Tuesday 22 April 2014

RIP David Moyes

Just like one of those old cowboy stories where the hero knows from the circling vultures up ahead that something bad has happened - the homestead sacked, the stagecoach waylaid - we the public have been able to tell from the sententiously regretful newspaper articles about the Manchester United manager's debut season that something bad was going on behind the scenes at Old Trafford.  And now we have ridden around a bend in the draw to find the denouement laid out before us -  yesterday David Moyes was "to be sacked"; today the tense has changed to "has been". The owners announced it on Twitter.

So United turn out to be just like any other club. The illusion fostered during the long years of Fergie's success that Man U were somehow different - the trope that the boardroom had stuck with the irascible Glaswegian during three years of mediocrity, had reaped the benefits of that stability and were going to pursue the same policy with the new man - is now gone. As is glassy-eyed Fergie Lite. Now United are going to be scrabbling around for someone with the Midas touch just like everyone else. How Jose Mourinho must be laughing this morning.

Whose fault is all this?  Not much of it is David Moyes'. He inherited a squad whose young players (many of them fostered by Ferguson) weren't good enough, and whose good players were getting too old. Rio Ferdinand is so slow now that Moyes himself could probably run faster. The fear that used to inhibit opponents and referees went when Ferguson did. There have been perhaps more injuries than usual. Some players haven't stepped up, which is unprofessional and an insult to the fans.

None of these things could be laid at Moyes' door.

There have no doubt been individual decisions Moyes got wrong, although no-one will ever be able to prove that.

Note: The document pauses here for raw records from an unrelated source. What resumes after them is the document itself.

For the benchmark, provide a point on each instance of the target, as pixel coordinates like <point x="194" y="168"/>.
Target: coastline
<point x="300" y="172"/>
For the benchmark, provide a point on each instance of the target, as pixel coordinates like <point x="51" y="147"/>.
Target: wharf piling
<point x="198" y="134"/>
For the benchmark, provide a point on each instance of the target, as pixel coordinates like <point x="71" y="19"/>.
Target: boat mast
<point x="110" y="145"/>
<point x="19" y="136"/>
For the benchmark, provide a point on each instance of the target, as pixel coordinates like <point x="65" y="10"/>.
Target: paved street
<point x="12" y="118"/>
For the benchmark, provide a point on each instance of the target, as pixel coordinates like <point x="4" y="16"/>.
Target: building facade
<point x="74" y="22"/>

The summer failures in the transfer window might be partly to do with him, although surely the board must take some responsibility for failing to spend big when it was so evidently needed.  But that's been true for several years now.

Which brings us to the Glazers. The Americans borrowed massively against the security of the club in order to buy it, and have transformed it from one with negligible debt to one massively in hock to the banks. It beggars belief that that change in ownership had no effect on United's ability to buy world beating new stars.

Actually David Moyes inherited a club that desperately needed an infusion of new talent. That's the fault of its owners.  The same people who sacked the manager this morning.  As I was saying, that's the vultures you can hear Twittering.

PS - As for the much-hyped managerial credentials of the journalists' darling Ryan Giggs, I would bet a hefty sum that when he turns to management he'll be as rubbish as so many other former stars.  Giggs strikes me as a bit thick, which won't help, but doesn't preclude success in the dugout.  No, the reason I think he'll fail is for the simple statistical fact that most people do.  Individuals like David Moyes, humiliated as he now is, are exceptional in being able to do the job at all.  People like Mourinho and Ferguson are rare as hen's teeth.